News and business anchors on Thursday sounded alarms about the stock market plummeting in response to President Donald Trump announcing wide-ranging tariffs on other countries’ products — but Trump’s surrogates painted a very different picture.
“The market reaction after hours, I’ve never seen anything like it,” one business anchor said Wednesday evening as the stock futures dropped.
“Investors are clearly worried,” CNN anchor Kate Bolduan said.
“It’s a sell-off,” Fox Business anchor Stuart Varney said Thursday morning after the markets opened.
“Everybody sit back, take a deep breath,” Treasury Secretary Scott Bessent said about stock sell-offs. “Don’t immediately retaliate. … That’s how we get escalation.”
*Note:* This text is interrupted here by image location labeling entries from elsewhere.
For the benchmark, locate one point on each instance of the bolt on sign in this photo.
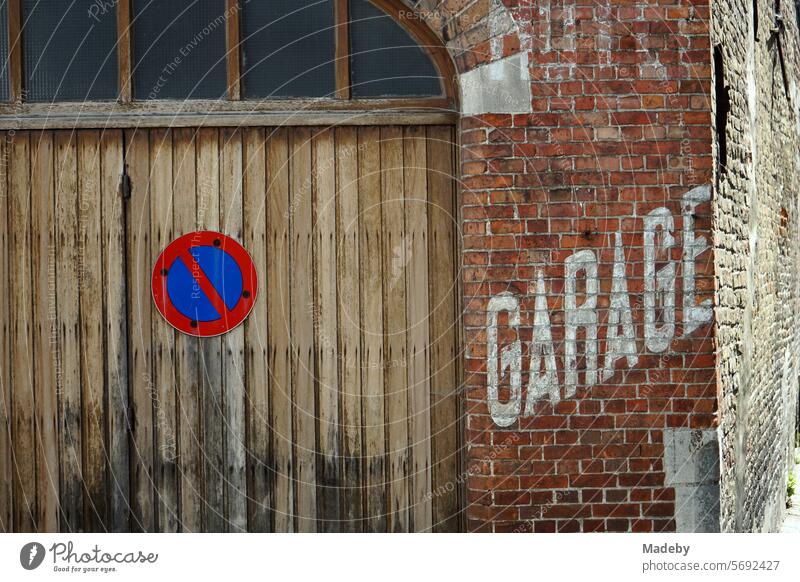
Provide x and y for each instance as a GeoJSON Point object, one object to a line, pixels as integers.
{"type": "Point", "coordinates": [621, 341]}
{"type": "Point", "coordinates": [204, 284]}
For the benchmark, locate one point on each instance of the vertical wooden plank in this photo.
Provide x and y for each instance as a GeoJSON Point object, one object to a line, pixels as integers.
{"type": "Point", "coordinates": [279, 310]}
{"type": "Point", "coordinates": [371, 245]}
{"type": "Point", "coordinates": [326, 328]}
{"type": "Point", "coordinates": [116, 330]}
{"type": "Point", "coordinates": [137, 159]}
{"type": "Point", "coordinates": [68, 308]}
{"type": "Point", "coordinates": [233, 369]}
{"type": "Point", "coordinates": [418, 336]}
{"type": "Point", "coordinates": [124, 50]}
{"type": "Point", "coordinates": [45, 330]}
{"type": "Point", "coordinates": [255, 234]}
{"type": "Point", "coordinates": [394, 268]}
{"type": "Point", "coordinates": [208, 200]}
{"type": "Point", "coordinates": [232, 9]}
{"type": "Point", "coordinates": [349, 315]}
{"type": "Point", "coordinates": [163, 338]}
{"type": "Point", "coordinates": [22, 362]}
{"type": "Point", "coordinates": [302, 300]}
{"type": "Point", "coordinates": [91, 332]}
{"type": "Point", "coordinates": [442, 223]}
{"type": "Point", "coordinates": [187, 348]}
{"type": "Point", "coordinates": [6, 501]}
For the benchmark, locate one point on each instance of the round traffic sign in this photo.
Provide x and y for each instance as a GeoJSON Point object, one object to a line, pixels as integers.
{"type": "Point", "coordinates": [204, 284]}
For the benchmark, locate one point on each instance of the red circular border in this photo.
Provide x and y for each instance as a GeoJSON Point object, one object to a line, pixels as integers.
{"type": "Point", "coordinates": [230, 319]}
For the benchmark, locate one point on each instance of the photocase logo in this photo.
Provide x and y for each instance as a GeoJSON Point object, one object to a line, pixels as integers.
{"type": "Point", "coordinates": [31, 555]}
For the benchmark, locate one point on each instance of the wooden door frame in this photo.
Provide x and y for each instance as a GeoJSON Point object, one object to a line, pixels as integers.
{"type": "Point", "coordinates": [126, 113]}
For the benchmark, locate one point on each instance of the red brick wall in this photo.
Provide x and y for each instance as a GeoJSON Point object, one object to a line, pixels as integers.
{"type": "Point", "coordinates": [621, 126]}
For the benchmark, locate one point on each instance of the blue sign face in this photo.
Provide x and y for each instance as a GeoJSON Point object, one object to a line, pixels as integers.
{"type": "Point", "coordinates": [186, 293]}
{"type": "Point", "coordinates": [204, 284]}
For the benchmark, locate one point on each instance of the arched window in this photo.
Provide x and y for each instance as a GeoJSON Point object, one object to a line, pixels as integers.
{"type": "Point", "coordinates": [330, 51]}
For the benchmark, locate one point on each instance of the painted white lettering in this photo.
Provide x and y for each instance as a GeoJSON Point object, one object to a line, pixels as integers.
{"type": "Point", "coordinates": [503, 414]}
{"type": "Point", "coordinates": [620, 336]}
{"type": "Point", "coordinates": [584, 316]}
{"type": "Point", "coordinates": [659, 286]}
{"type": "Point", "coordinates": [694, 315]}
{"type": "Point", "coordinates": [542, 384]}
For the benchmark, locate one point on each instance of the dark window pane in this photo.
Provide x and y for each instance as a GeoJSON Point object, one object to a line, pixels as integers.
{"type": "Point", "coordinates": [385, 60]}
{"type": "Point", "coordinates": [70, 50]}
{"type": "Point", "coordinates": [288, 48]}
{"type": "Point", "coordinates": [4, 88]}
{"type": "Point", "coordinates": [179, 49]}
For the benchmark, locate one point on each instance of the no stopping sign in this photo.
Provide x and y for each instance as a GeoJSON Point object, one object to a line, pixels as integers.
{"type": "Point", "coordinates": [204, 284]}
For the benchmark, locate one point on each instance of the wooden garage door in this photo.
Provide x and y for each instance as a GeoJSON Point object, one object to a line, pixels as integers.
{"type": "Point", "coordinates": [332, 408]}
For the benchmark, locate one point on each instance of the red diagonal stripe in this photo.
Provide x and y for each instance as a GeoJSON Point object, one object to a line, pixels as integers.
{"type": "Point", "coordinates": [205, 285]}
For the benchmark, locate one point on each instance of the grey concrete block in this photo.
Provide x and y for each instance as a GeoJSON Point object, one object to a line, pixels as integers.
{"type": "Point", "coordinates": [502, 86]}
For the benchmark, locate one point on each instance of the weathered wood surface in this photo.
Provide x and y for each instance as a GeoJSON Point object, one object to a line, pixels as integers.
{"type": "Point", "coordinates": [333, 408]}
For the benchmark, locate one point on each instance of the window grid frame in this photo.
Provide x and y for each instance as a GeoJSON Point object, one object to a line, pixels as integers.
{"type": "Point", "coordinates": [343, 98]}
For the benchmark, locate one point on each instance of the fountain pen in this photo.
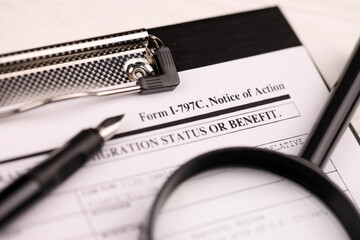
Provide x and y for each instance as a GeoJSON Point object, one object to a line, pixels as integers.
{"type": "Point", "coordinates": [61, 163]}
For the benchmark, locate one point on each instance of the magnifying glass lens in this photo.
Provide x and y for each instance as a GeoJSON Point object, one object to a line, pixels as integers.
{"type": "Point", "coordinates": [244, 203]}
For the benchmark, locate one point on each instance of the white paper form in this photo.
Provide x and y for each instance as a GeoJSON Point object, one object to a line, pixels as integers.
{"type": "Point", "coordinates": [269, 100]}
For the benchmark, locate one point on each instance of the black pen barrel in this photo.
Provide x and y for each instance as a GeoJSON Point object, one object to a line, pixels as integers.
{"type": "Point", "coordinates": [27, 189]}
{"type": "Point", "coordinates": [336, 114]}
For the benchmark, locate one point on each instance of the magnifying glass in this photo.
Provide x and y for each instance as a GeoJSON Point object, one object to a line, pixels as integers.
{"type": "Point", "coordinates": [248, 193]}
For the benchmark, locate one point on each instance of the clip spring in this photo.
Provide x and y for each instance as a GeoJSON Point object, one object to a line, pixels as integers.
{"type": "Point", "coordinates": [140, 72]}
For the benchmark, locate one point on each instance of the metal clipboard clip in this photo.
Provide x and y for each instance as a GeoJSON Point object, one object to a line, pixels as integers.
{"type": "Point", "coordinates": [113, 64]}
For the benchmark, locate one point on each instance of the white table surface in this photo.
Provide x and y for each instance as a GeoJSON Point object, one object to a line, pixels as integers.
{"type": "Point", "coordinates": [328, 28]}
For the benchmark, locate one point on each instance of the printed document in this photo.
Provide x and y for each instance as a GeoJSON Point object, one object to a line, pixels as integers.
{"type": "Point", "coordinates": [266, 101]}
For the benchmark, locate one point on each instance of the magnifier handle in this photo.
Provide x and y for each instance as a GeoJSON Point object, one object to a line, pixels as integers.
{"type": "Point", "coordinates": [336, 114]}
Stocks plummeted Thursday morning, a day after Trump announced “reciprocal tariffs” on other countries. Shortly before 12:30 p.m., the Dow Jones Industrial Average had tumbled by 1,151 points, or 2.73%; the S&P 500 lost 197 points, or 3.48%; and the Nasdaq Composite declined by 794 points (4.51%).
Trump at a Wednesday ceremony held up a chart that showed a wide 10 to 50% range in the taxes on countries that include China, India, Japan, Vietnam, Indonesia, as well as the European Union. The chart lays out the tariffs and other trade costs that those countries, according to Trump, have placed on U.S. imports. The U.S. will now charge a tariff on each country that is equal to half of the number America calculated, in addition to existing tariffs. It is not clear what formula the U.S. is using to determine the rates.
“Wall Street knew that tariffs were going higher, but not this high, not this fast, not this broad,” one CNN reporter said.
But members of the Trump administration continued to defend the president’s moves, which some critics fear will lead to a recession and wipe away the Biden administration’s “soft landing” approach that had been gradually lowering inflation.
“The president is ensuring economic stability here in the United States of America,” White House Press Secretary Karoline Leavitt said in a CNN interview. “This is a common sense policy.”
“This is a big change — I’m not gonna shy away from it,” Vice President JD Vance said in a “Fox & Friends” interview. “But we needed a big change.”